161B. Molecular characterization and expression analysis of teflon, a gene required for autosomal bivalent adhesion in meiosis I in males.

Program Nr: 161B

Molecular characterization and expression analysis of teflon, a gene required for autosomal bivalent adhesion in meiosis I in males. J.E. Tomkiel , A. Briscoe Jr. Ctr Molec Medicine & Genetics, Wayne State Univ, Detroit, MI.

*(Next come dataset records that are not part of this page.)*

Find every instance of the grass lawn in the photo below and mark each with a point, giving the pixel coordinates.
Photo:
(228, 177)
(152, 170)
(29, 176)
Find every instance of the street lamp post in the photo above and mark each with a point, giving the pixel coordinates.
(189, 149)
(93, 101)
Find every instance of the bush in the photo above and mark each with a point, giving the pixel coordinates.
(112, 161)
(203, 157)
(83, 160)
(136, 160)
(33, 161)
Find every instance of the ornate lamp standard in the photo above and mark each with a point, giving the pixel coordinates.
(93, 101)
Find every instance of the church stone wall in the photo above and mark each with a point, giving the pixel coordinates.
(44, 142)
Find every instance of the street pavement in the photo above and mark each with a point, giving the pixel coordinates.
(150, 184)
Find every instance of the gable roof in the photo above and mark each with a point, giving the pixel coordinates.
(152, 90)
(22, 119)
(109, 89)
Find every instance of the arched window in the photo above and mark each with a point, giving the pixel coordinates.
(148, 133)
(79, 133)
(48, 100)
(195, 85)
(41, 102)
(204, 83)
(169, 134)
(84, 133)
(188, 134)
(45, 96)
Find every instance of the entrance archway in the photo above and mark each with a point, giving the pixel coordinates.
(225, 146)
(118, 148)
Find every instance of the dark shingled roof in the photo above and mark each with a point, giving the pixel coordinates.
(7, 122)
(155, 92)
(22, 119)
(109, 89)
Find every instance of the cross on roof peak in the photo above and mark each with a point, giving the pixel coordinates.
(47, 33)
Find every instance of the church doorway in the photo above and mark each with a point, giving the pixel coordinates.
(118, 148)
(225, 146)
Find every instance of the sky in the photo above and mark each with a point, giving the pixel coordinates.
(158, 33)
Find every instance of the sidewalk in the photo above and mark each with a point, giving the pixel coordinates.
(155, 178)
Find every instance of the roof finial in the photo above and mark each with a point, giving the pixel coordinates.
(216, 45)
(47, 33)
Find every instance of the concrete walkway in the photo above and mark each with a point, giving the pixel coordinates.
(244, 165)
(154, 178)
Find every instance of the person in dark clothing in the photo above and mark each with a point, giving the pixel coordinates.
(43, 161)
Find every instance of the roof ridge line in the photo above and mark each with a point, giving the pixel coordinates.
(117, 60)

In recombination-proficient organisms, paired homologues are held together at meiosis I by stabilization of chiasmata by sister chromatid cohesion proteins (cohesins). Male Drosophila, however, lack cross-overs and therefore must have evolved a different mechanism for maintaining bivalent integrity. We have shown that the teflon gene product is required for proper adhesion of autosomal bivalents at meiosis I in males. The sex bivalent is unaffected by tef mutations, indicating that there are genetically separable pathways for sex chromosome and autosome homologue adhesion. Here we describe a molecular characterization and expression analysis of the tef gene. Tef protein contains three putative zinc finger domains, one at the amino terminus and two in tandem at the carboxy terminus. Point mutations that disrupt the amino terminal zinc finger or truncate the carboxy terminal zinc finger behave as null alleles, implicating these domains in teflon function. In situ hybridization detects tef mRNA during preblastoderm embryonic stages, but not during later stages. Null alleles exhibit no maternal effect, indicating that tef function is nonessential or redundant during early development. RT-PCR expression analysis indicates that in adult males teflon message is specifically expressed in testis. The tef message is detectable by RT-PCR in can, mia, aly, sa and twine mutant testis, suggesting that it is expressed early in gonial cell development. Based on the similarity of tef zinc fingers to zinc fingers in known transcription factors, and the presence of tef message in transcriptionally quiescent embryonic stages, we propose that Tef protein may act as a negative regulator of transcription. We will report on a preliminary microarray analysis of tef vs. wildtype testis RNA aimed at testing this hypothesis and identifying downstream genes in the tef pathway.